Nr. 32/2010 vom 12.08.2010

Warum Denken traurig macht

Von Adrian Riklin

Es gibt Bücher, die mich allein wegen des Titels ansprechen – und nicht mehr loslassen. So auch das Buch von George Steiner mit dem Titel: «Warum Denken traurig macht». In der französischen Originalausgabe heisst es: «Dix raisons (possibles) à la tristesse de pensée».

Seit einiger Zeit liegt das Buch bei mir herum: Manchmal auf dem Küchentisch, dann wieder neben dem Bett. Manchmal im Badezimmer, in seltenen Fällen auf dem Schreibtisch. Immer wieder nehme ich es in die Hand, beginne zu lesen – und lege es wieder beiseite. Selten verstehe ich, was der Kulturphilosoph und Literaturwissenschaftler meint.

Und doch: Da scheint etwas, selbst in der deutschen Übersetzung, zwischen den Zeilen hängen geblieben zu sein, das mich immer wieder anzieht.
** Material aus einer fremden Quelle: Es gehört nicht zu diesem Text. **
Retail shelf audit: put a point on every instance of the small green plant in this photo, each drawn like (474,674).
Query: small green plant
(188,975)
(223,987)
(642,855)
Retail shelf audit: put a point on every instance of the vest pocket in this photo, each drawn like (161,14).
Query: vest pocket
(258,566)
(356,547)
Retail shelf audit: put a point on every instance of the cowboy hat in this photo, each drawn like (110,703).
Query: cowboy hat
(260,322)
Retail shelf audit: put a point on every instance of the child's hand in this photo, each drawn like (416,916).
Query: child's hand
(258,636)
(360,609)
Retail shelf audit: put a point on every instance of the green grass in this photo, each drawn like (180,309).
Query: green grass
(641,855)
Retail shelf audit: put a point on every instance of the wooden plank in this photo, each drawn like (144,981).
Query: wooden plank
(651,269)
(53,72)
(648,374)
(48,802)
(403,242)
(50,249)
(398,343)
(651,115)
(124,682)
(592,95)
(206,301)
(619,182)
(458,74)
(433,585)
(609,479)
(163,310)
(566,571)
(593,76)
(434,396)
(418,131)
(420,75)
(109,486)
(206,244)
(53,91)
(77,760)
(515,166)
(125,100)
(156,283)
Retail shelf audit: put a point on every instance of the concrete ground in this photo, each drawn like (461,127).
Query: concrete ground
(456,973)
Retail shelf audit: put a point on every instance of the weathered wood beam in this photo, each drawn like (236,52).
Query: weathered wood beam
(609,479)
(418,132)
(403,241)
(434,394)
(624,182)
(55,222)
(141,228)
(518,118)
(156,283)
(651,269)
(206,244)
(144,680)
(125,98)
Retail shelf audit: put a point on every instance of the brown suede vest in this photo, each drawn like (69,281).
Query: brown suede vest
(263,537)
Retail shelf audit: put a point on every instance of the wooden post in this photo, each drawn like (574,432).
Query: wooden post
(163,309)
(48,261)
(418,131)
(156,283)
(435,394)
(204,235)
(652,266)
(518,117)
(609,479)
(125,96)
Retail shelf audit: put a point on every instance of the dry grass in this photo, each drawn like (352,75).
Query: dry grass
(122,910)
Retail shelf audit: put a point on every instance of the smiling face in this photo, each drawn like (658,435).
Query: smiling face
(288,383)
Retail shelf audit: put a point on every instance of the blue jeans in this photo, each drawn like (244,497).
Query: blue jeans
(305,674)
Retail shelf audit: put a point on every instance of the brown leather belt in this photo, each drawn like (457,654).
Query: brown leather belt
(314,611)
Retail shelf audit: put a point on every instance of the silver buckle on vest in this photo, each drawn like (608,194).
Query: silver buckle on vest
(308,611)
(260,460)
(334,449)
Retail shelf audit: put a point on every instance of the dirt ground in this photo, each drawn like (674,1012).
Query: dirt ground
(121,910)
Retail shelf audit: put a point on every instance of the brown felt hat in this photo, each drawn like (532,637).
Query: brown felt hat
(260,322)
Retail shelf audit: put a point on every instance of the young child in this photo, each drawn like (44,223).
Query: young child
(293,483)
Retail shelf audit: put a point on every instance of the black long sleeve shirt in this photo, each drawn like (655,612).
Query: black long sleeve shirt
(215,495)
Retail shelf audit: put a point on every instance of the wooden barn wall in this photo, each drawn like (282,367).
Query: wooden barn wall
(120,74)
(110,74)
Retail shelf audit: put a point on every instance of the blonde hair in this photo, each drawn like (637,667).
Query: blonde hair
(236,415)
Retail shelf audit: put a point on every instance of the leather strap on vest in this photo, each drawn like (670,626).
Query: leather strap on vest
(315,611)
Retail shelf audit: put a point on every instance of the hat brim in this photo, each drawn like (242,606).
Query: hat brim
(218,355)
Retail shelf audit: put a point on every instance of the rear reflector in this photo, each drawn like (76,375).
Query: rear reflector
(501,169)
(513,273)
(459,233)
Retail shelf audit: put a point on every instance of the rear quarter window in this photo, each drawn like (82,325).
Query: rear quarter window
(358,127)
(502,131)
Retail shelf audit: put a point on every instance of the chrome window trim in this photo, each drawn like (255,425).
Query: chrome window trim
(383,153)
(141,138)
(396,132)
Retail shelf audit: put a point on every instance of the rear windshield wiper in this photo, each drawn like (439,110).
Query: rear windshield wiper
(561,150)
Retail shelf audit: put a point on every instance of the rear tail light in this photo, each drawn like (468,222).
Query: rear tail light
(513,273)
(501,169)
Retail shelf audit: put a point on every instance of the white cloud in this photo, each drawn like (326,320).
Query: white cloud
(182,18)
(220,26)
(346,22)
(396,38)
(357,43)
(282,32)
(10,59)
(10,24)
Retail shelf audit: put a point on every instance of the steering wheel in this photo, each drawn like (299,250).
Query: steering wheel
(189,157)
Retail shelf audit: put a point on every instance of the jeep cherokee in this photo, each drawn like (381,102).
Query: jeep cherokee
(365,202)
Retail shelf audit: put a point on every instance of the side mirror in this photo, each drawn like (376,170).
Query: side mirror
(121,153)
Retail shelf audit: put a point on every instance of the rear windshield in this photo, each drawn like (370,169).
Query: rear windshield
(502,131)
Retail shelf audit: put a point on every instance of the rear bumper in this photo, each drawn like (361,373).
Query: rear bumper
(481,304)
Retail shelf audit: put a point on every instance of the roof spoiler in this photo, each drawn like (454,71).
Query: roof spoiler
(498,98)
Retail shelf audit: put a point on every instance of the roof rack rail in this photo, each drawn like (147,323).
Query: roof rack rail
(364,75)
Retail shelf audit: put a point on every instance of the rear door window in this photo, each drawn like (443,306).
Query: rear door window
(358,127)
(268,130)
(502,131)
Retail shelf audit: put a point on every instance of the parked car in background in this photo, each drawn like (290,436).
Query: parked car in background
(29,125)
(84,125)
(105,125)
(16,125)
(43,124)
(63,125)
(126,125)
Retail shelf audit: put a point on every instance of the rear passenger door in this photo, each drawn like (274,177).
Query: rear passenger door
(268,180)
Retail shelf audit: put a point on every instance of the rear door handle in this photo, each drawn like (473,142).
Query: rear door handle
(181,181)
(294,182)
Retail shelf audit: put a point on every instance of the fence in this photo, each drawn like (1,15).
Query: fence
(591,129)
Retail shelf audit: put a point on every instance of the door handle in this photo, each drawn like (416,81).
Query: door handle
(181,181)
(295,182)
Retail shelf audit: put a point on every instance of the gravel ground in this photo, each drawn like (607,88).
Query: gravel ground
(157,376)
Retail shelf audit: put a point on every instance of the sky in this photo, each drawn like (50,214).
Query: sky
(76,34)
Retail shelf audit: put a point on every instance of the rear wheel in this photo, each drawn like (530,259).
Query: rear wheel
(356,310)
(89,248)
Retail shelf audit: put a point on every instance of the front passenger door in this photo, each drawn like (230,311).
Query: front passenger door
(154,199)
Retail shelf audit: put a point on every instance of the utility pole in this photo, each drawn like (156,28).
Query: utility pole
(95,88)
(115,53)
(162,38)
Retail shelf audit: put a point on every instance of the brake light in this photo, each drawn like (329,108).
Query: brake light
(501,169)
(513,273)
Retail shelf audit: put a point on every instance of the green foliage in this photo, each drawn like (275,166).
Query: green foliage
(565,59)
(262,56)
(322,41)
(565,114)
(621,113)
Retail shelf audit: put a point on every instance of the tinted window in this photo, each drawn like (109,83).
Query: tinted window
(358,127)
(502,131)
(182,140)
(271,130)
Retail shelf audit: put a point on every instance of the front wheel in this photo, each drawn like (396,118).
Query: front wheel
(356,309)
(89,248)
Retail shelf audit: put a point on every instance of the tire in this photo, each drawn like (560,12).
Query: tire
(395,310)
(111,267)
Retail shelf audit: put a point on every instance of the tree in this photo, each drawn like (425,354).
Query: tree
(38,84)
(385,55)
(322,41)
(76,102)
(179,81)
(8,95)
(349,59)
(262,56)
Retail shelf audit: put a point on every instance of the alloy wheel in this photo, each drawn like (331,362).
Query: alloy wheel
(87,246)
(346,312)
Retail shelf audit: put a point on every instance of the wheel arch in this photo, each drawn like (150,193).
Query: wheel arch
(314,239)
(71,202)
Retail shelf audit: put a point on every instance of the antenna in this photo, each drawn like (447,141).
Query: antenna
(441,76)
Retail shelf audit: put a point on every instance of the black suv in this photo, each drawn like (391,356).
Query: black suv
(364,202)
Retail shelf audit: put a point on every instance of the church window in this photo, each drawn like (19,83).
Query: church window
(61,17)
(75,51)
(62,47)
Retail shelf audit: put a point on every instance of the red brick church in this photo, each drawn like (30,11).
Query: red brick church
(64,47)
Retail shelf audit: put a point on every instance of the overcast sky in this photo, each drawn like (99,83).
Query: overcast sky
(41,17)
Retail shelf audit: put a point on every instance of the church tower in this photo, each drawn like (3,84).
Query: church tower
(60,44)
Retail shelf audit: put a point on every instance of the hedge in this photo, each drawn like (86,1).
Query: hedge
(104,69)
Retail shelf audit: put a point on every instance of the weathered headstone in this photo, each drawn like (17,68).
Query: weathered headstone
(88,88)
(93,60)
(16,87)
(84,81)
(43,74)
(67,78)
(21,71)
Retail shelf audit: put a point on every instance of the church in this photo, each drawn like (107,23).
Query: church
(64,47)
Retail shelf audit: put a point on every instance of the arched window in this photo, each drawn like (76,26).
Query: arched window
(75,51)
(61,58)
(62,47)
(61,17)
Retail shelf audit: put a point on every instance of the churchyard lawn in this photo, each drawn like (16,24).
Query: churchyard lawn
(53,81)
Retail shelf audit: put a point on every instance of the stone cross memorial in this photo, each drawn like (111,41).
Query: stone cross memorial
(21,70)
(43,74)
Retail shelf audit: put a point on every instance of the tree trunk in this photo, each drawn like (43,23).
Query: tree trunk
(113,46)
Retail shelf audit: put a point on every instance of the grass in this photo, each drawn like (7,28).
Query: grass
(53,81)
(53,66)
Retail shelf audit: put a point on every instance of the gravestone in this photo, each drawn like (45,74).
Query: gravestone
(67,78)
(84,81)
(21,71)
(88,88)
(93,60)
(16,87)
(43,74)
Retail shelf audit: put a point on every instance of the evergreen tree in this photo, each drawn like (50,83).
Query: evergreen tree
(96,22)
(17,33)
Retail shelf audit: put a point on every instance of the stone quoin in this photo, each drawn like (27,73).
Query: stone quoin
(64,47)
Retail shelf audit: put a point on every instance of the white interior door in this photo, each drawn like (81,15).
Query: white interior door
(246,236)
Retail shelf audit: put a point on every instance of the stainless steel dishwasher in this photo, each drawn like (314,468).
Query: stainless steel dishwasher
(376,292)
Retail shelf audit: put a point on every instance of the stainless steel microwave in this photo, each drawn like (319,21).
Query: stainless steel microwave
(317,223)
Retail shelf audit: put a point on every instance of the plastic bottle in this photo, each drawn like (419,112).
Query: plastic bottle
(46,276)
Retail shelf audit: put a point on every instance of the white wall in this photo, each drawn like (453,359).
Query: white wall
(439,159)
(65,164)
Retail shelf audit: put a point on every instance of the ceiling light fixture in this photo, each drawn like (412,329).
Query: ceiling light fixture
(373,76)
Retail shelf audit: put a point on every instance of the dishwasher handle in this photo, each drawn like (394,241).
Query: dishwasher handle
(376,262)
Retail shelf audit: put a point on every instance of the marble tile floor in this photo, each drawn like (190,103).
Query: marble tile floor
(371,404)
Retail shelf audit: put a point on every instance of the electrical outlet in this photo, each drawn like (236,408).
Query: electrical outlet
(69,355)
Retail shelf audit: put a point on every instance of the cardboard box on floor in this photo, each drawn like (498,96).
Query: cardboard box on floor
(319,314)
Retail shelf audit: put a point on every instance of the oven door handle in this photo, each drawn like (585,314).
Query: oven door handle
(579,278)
Das Buch ist in zehn Kapitel aufgeteilt, jedes findet einen weiteren Grund dafür, warum Denken traurig macht. Und tatsächlich ist es so, dass ich Steiners Sätze nur dann einigermassen verstehe, wenn ich angemessen traurig bin.

Mit «Denken» meint Steiner nichts Akademisches. Er geht davon aus, dass «wirkliche Originalität im Denken», das allererste Denken eines Gedankens, äusserst selten ist. Gedanken können einem in gemurmelter Form kommen, und es ist nicht ausgeschlossen, dass Gedanken, die später von gebildeten Leuten schriftlich festgehalten werden, als wäre es ihre persönliche Erfindung, längst schon Menschen gekommen sind, die des Lesens und Schreibens unkundig, taubstumm oder geistig behindert sind.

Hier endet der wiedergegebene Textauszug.